Ochi masih terus berupaya membujuk Orlando. Entah mengapa di lubuk hatinya, Ochi merasa kalau Maya itu orang baik. Seandainya pun dulu dia tidak baik, kita sebagai sesama manusia juga wajib untuk mendukungnya yang ingin berubah menjadi pribadi yang lebih baik bukan?

"Nggak bisa, Dek Sean. Bu Maya itu masih diincar oleh pembunuh yang masih berkeliaran. Nyawanya masih terancam. Abang nggak bisa membiarkannya dirinya tanpa perlindungan seperti itu di sini. Terlalu riskan bagi keselamatan Bu Maya itu sendiri."

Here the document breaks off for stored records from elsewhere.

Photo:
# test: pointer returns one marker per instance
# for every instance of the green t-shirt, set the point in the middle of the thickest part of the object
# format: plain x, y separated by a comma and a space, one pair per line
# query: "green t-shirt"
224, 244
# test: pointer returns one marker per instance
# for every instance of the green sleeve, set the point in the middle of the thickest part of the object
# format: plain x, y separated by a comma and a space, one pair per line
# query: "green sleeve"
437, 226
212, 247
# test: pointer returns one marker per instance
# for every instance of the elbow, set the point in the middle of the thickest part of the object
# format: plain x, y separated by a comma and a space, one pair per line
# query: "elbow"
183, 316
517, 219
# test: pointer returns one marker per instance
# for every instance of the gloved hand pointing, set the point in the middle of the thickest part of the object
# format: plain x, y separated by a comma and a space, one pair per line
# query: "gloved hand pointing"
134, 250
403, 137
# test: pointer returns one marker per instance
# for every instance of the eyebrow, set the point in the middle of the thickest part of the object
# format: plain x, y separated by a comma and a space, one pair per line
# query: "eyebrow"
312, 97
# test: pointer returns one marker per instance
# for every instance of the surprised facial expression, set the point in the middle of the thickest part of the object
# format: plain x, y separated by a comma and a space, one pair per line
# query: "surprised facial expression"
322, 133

Ochi mengulum senyum. Orlando tidak sadar kalau ternyata dia sudah menunjukkan kalau dia itu sebenarnya amat sangat perduli pada keadaan Maya. Mungkin saja Orlando sedikit menyukai Maya, hanya saja Orlando tidak bisa menerima masa lalu Maya yang memang cukup mencengangkan.

"Abang mencemaskan keselamatan Bu Maya ya, Bang?" Ochi iseng menggoda Orlando. Bang Lando ini malu-malu tapi mau rupanya

"Tentu saja! Eh maksud Abang, Abang kan punya kewajiban untuk melindungi semua rakyat Indonesia ini, siapapun itu orangnya, Dek. Tidak ada perlakuan yang istimewa di sini."

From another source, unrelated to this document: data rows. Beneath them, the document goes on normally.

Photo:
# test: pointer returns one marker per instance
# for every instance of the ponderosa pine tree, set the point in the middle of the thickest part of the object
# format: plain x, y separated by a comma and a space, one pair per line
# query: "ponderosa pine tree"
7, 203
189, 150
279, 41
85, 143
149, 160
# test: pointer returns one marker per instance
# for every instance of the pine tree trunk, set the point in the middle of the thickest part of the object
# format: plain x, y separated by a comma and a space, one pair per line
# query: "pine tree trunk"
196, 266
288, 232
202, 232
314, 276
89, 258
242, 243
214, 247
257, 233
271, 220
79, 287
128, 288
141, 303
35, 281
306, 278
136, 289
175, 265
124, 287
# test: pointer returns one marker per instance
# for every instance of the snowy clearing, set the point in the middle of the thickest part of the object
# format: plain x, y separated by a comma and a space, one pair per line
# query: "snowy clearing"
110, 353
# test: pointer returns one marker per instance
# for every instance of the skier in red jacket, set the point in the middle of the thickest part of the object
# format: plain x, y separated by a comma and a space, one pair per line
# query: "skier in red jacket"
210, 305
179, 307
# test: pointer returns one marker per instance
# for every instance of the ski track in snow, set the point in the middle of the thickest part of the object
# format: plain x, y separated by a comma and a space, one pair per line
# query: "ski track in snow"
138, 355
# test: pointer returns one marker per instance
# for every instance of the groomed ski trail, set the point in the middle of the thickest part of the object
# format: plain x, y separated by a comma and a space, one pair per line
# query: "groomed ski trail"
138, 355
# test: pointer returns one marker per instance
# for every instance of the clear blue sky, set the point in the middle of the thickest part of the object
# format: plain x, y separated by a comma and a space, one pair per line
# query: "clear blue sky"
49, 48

Orlando menjawab secara diplomatis. Dia tahu kalau sebenarnya Ochi itu menertawainya dalam hati. Sialan!

"Ya tapi kan Bu Maya itu perlu pergantian suasana, supaya Bu Maya tidak stress. Siapa tahu dengan bekerja dan bertemu dengan banyak orang aja akan mempercepat ingatannya kembali lagi, Bang. Ochi janji deh, kami semua akan menjaga dan melindungi Bu Maya semaksimal mungkin. Lagian Bu Maya kalau di sini kan banyak orang, Bang. Itu penjahat juga mikir-mikir kali kalau ingin melakukan tindak kriminal di sini," bujuk Ochi lagi.

Orlando terdiam. Dia sudah tidak memiliki alasan untuk menolak usul Ochi. Ya sudahlah, demi Ochi ia akan meloloskan permintaannya.

"Baiklah. Abang izinkan Bu Maya bekerja di sini dengan syarat, Adek dan semua staff Adek harus bertanggung jawab terhadap keselamatannya. Jaga Bu Maya semaksimal mungkin. Jangan pernah membiarkan Bu Maya berbicara dengan orang asing, dan jangan biarkan dia terlibat interaksi intens dengan orang lain yang tidak ia kenal. Karena bisa saja, mereka itulah pelaku kejahatan yang sebenarnya. Sanggup menerima persyaratan Abang, Dek?"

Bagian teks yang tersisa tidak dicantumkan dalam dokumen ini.